For more information
contact Jessica Straley, jessica.straley@utah.edu
or Leslee Thorne-Murphy, lesleetm@byu.edu.

Keynote Speakers

Tanya Agathocleous
Associate Professor of English, Hunter College, CUNY
Tanya Agathocleous’ integrative and interdisciplinary scholarship considers stratification in
political, legal, architectural, and corporeal contexts, making visible the effects of imperial
structures and spaces on lived experience. Her latest book Disaffected: Emotion, Sedition, and
Colonial Law in the Anglosphere examines the far-reaching effects of anti-sedition law on the
overlapping and discordant political spheres of India and Britain.

Jennifer Tucker
Associate Professor of History, Wesleyan University
Deftly blending the fields of visual history and the history of science in Nature Exposed:
Photography as Eyewitness in Victorian Science, Jennifer Tucker explores the cultural, legal,
and medical meanings evoked by the photograph in its early development.

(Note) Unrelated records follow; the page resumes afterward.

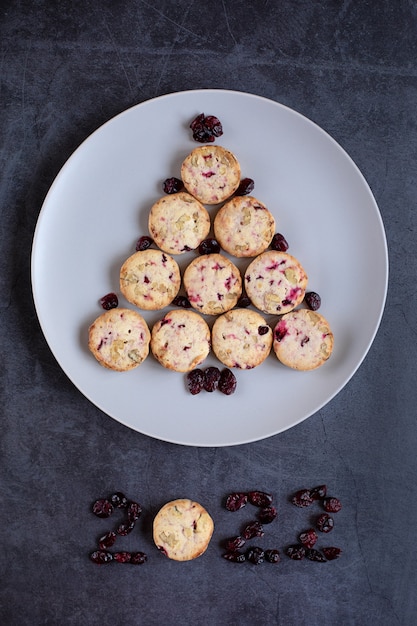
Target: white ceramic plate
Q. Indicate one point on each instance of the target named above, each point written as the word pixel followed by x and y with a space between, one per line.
pixel 98 207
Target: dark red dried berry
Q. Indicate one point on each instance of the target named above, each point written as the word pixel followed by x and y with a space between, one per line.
pixel 308 538
pixel 211 378
pixel 236 501
pixel 296 552
pixel 302 498
pixel 318 492
pixel 133 511
pixel 272 556
pixel 109 301
pixel 102 508
pixel 125 528
pixel 260 498
pixel 246 186
pixel 107 540
pixel 209 246
pixel 267 514
pixel 138 558
pixel 331 553
pixel 253 529
pixel 182 301
pixel 227 382
pixel 325 523
pixel 143 243
pixel 255 555
pixel 118 500
pixel 315 555
pixel 234 544
pixel 332 505
pixel 235 557
pixel 312 300
pixel 172 185
pixel 195 381
pixel 101 557
pixel 243 302
pixel 122 557
pixel 279 243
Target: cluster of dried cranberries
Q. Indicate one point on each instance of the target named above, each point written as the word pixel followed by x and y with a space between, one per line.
pixel 324 523
pixel 104 508
pixel 266 514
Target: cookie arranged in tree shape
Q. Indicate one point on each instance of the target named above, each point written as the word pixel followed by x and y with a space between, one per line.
pixel 211 174
pixel 178 223
pixel 182 530
pixel 213 284
pixel 241 338
pixel 244 226
pixel 303 340
pixel 275 282
pixel 180 340
pixel 150 279
pixel 119 339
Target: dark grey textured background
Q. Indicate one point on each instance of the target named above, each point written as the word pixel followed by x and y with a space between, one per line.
pixel 68 67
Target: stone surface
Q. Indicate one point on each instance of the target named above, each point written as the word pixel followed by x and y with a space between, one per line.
pixel 67 68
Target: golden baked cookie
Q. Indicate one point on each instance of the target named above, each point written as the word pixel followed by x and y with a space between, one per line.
pixel 303 340
pixel 180 340
pixel 182 530
pixel 178 223
pixel 275 282
pixel 244 227
pixel 211 174
pixel 150 279
pixel 213 284
pixel 241 338
pixel 119 339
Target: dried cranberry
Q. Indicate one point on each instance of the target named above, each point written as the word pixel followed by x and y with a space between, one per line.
pixel 125 528
pixel 209 246
pixel 246 186
pixel 195 381
pixel 143 243
pixel 308 538
pixel 325 523
pixel 122 557
pixel 296 552
pixel 332 505
pixel 118 500
pixel 302 498
pixel 267 514
pixel 182 301
pixel 318 492
pixel 272 556
pixel 243 302
pixel 172 185
pixel 312 300
pixel 109 301
pixel 255 555
pixel 235 557
pixel 138 558
pixel 227 382
pixel 331 553
pixel 133 511
pixel 236 501
pixel 107 540
pixel 315 555
pixel 279 243
pixel 260 498
pixel 253 529
pixel 101 557
pixel 234 544
pixel 102 508
pixel 206 128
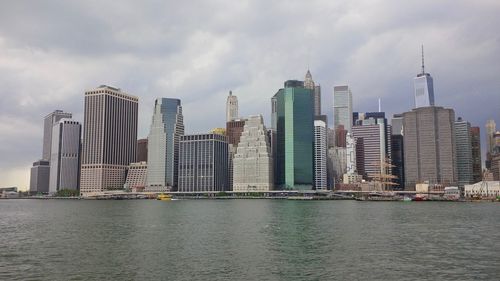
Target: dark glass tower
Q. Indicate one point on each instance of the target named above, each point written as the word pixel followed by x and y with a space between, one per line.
pixel 293 120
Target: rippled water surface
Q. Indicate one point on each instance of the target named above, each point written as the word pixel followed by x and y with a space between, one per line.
pixel 248 240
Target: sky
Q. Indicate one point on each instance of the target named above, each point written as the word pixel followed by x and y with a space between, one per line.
pixel 51 52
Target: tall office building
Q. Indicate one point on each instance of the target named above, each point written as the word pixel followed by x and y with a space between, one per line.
pixel 477 171
pixel 397 150
pixel 429 146
pixel 39 177
pixel 316 90
pixel 109 138
pixel 253 163
pixel 231 107
pixel 424 87
pixel 142 150
pixel 293 119
pixel 374 148
pixel 320 155
pixel 163 144
pixel 342 107
pixel 203 163
pixel 65 158
pixel 463 146
pixel 234 128
pixel 49 121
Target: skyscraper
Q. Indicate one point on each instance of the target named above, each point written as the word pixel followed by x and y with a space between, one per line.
pixel 316 90
pixel 293 119
pixel 231 107
pixel 163 144
pixel 424 87
pixel 429 146
pixel 203 163
pixel 49 121
pixel 463 145
pixel 374 153
pixel 477 173
pixel 142 150
pixel 320 155
pixel 253 163
pixel 65 158
pixel 39 177
pixel 342 107
pixel 109 138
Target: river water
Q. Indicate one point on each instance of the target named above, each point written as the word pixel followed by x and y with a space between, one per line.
pixel 248 240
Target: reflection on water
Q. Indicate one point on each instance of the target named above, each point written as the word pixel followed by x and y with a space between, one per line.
pixel 248 240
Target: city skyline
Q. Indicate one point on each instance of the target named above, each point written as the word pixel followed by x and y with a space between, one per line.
pixel 147 65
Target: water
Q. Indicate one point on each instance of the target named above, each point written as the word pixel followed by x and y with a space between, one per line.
pixel 248 240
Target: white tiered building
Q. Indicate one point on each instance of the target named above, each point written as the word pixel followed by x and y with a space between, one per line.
pixel 253 163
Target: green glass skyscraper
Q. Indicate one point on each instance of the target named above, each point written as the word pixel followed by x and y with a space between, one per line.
pixel 293 121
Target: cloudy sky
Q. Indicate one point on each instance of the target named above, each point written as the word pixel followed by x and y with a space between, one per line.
pixel 52 51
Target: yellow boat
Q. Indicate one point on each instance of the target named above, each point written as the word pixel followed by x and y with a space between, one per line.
pixel 164 197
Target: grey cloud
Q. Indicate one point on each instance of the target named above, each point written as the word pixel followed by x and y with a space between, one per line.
pixel 52 51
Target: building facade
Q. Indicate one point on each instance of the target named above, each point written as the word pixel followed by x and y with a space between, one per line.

Her current work
on mining and chemical extraction exposes the labor history and environmental effects
beneath photography’s glossy finish.

Plenary Panelists

Göran Blix
Professor of French, Princeton University
In From Paris to Pompeii: French Romanticism and the Cultural Politics of Archaeology, Göran
Blix shows how archeology’s acts of excavation bequeathed a metaphor through which
nineteenth-century historians, visual artists, and authors theorized the interlocking
relationship between past and present. His recent work maps out a subterranean genealogy of
biophilia and ecoapathy from Rousseau to Zola.

Judith Madera
Associate Professor of Literature, Wake Forest University
Judith Madera’s Black Atlas: Geography and Flow in Nineteenth-Century African American
Literature incisively redefines place as a palimpsest of local, regional, national, and
hemispheric histories, metaphors, and allegiances working both in consort and conflict. Her
new project explores the radical geographies of African American and Caribbean literatures
and the Black emancipatory politics of the abolition epoch.

Shundana Yusaf
Associate Professor of Architecture, University of Utah
As an historian of architecture, Shundana Yusaf explores the spatialization of politics and
culture, replacing visual modes of understanding design with attention to the oral and aural
practices that characterize built environments. Her book in progress, The Resonant Tomb: A
Feminist History of Sufi Shrines in Pakistan, explores gender contestation in public sacred
spaces including those excavated in the nineteenth century.